49話
帰路を歩く。今日は流石に疲れたのでスーパーの弁当で夜ご飯を済ませようと思う。
ちなみに、丸薬は五千円で売れた。安いと思って、色々調べてみるとギルドが定期的に丸薬の採取を依頼しているから、在庫が余っているらしい。
そんな事を考えてたら家の前に到着する。
「ただいま」
玄関の扉を開けて家に帰宅する。
靴を脱ぎ、脱衣所に向かい探索用の服を脱いでダンジョンでかいた汗を流すためにシャワーを浴びる。
シャワーを浴び終えたら体を拭き、部屋着に着替える。
リビングに向かい、帰りに買っておいた弁当をレンジで温める。
温まった弁当を食卓に並べる。
「いただきます」
テレビを点ける
「今日は、特別に許可を頂いてダンジョン三階層で撮影しています!」
最近、テレビで見かけるようになったアイドルが映し出される。なんでも、アイドル兼探索者というので売り出しているみたいだ。
どうやら、バラエティ番組の企画でダンジョンで探索する様子を映すらしい。三階層を探索するのは、血が出ないモンスターしかいないからだろう。テレビ的にグロテスクな場面を映すのは、ダメだろうしな。
「あ! さっそくモンスターがいました!」
アイドルの子が指差した先にはカボチャ頭のモンスターが宙をフヨフヨ浮いている。アイドルの子は持っている薙刀を構え、突っ込んでいく。
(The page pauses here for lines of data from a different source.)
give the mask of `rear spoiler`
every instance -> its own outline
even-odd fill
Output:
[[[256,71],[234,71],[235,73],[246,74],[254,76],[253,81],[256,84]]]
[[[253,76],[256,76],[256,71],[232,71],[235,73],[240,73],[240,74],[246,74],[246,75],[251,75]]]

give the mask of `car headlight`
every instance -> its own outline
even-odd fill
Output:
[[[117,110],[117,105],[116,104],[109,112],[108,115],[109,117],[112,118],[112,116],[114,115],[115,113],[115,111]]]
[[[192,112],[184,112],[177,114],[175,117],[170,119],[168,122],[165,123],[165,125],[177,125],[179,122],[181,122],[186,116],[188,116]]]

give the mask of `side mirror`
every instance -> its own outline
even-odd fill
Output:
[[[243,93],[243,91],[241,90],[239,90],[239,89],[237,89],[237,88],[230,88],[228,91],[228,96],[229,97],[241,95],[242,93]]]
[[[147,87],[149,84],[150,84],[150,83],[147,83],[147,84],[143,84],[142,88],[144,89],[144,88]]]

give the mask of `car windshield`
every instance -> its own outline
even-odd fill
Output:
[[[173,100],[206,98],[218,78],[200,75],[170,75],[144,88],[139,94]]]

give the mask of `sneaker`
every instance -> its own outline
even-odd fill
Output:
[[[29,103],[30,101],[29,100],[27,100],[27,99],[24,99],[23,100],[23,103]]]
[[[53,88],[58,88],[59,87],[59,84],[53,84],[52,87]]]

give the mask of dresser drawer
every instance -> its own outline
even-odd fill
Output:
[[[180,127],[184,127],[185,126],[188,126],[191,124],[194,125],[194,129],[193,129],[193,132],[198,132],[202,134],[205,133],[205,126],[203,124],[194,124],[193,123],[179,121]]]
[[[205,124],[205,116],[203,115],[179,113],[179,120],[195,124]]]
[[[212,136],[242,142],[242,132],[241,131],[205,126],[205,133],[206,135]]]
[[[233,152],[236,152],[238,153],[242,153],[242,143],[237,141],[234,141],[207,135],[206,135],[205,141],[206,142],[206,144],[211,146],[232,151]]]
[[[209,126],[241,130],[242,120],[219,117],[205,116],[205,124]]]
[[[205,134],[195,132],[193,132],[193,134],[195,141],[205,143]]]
充分、距離を詰めると薙刀をカボチャ頭に向けて横に薙ぎ払う。
よく見れば、刃先に水を纏わせている。
刃先が通った軌跡を水が描き、幻想的な光景を作り出す。水操作とかそういうスキルだろうか?
刃先はそのままカボチャ頭の弱点を切る。
カボチャ頭が持っていた鎌が、カランと音を立てながら地面に落ちる。
「やりました!!」
アイドルの子は、カメラに笑みを向けてピースをする。
・・・・・・・・・・・・・・・・・・・いや、刃先に水を纏わせる必要あったか? カボチャ頭は水が弱点なのか? それとも、ただ単に見栄えを良くするのが狙いなのだろうか?
まあ、気にしてもしょうがないか。
テレビの場面は、スタジオに移され番組に出ている人達は口々にアイドルの子を褒めている。
しかし、攻めた企画だな。まだ、探索者への偏見を持つ人やダンジョンを娯楽にするのに反対の人などが一定数いるというのに。
ギルドや政府の探索者のイメージアップの戦略だったりするのだろうか。
「ごちそうさま」
弁当を食べて出たゴミを分別して、片付ける。
リビングのソファーに座り、テレビを見て暇を潰す。
そうだ。ステータスを確認するか。レベルは上がってないと思うが一応見ておこう。
「ステータス」
【名前】冬野 礼司 Lv25
【称号】『禁断の果実』『人魚の真実』『闇裂く狩人』
【スキル】『影操作』『鑑定』『回復』『投擲』『危機感知』『気配隠蔽』『プロテクション』『強撃』
予想してた通り、レベルは上がってなかったな。まあ、侍を一匹倒しただけだしな。そう簡単にレベルは上がらないだろう。
ステータスの確認を終えた俺は、再びテレビに視線を戻す。
この後は、探索の疲れもありぐっすりと眠りに就けた。